Go vs Python: A Performance Showdown for the Modern Developer
Empirical Analysis of Execution Speed, Memory Utilization, and Concurrency in Real-World Scenarios
Introduction
Go, developed at Google, and Python, a language that has been around since 1991, are both immensely popular among developers. However, when performance becomes a key requirement, the choice of language becomes critical. The performance of an application can significantly affect user experience and operational costs, so choosing a programming language is a crucial step in any performance-sensitive project.

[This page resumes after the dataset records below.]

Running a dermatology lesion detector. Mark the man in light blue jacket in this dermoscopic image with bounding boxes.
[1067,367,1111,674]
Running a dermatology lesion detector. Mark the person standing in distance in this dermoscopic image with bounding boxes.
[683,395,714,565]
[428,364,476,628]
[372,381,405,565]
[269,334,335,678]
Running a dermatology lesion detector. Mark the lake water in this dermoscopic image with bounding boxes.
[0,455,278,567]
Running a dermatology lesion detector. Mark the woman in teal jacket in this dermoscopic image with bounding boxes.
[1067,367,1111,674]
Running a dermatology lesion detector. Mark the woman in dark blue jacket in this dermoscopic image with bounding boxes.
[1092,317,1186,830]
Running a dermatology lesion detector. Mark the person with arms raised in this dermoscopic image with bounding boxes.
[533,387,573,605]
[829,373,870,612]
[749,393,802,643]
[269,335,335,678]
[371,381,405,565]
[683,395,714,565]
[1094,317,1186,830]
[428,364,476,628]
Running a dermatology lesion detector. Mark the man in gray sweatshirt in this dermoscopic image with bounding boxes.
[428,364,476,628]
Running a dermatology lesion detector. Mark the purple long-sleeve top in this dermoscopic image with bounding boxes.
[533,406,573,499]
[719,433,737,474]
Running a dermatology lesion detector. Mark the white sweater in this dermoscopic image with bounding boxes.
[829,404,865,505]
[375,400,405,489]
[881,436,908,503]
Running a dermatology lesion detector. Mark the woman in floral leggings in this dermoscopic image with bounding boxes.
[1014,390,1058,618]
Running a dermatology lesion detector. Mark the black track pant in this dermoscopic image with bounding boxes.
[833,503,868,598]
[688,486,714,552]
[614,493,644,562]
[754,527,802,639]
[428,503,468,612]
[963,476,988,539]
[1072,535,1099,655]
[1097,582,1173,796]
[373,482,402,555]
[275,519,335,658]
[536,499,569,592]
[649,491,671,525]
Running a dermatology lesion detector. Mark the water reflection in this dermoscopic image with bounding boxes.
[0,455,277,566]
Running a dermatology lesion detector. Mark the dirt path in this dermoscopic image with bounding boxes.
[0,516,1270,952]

Choosing the right programming language is pivotal for a project's success. This article aims to provide an empirical comparison between Go and Python, focusing on performance metrics like execution speed, memory utilization, and concurrency handling. Based on real code examples and metrics, we make a data-driven case for choosing Go for performance-critical applications.
Methodology
The tests were run on the same system with an Intel Core i7 4th Gen processor, 8GB RAM, and SSD storage to provide a standardized benchmark. The tests for both languages were run three times to average out any inconsistencies and anomalies.
Test Scenarios
CPU-Bound Task: Parsing and processing a large JSON file.
Memory Utilization: Measuring memory footprint when handling large data sets
Concurrency: Running 1000 concurrent tasks that perform two operations: calculating the 20th Fibonacci number (CPU-bound) and simulating a brief I/O delay between 0 and 10 milliseconds (I/O-bound).
In execution speed, memory utilization, and concurrency metrics, lower numbers are better, indicating faster execution and lower resource utilization.
Results and Discussion
CPU-Bound Task Performance: Parsing and Processing a Large JSON File
Go Code
Here, we'll use Go to parse a large JSON file.
package main
import (
"encoding/json"
"fmt"
"io/ioutil"
"os"
"time"
)
type Person struct {
Name string `json:"name"`
Age int `json:"age"`
}
func main() {
start := time.Now()
file, _ := os.Open("large_file.json")
defer file.Close()
data, _ := ioutil.ReadAll(file)
var persons []Person
json.Unmarshal(data, &persons)
for _, person := range persons {
fmt.Println("Name:", person.Name, "Age:", person.Age)
}
elapsed := time.Since(start)
fmt.Printf("Time taken: %s\n", elapsed)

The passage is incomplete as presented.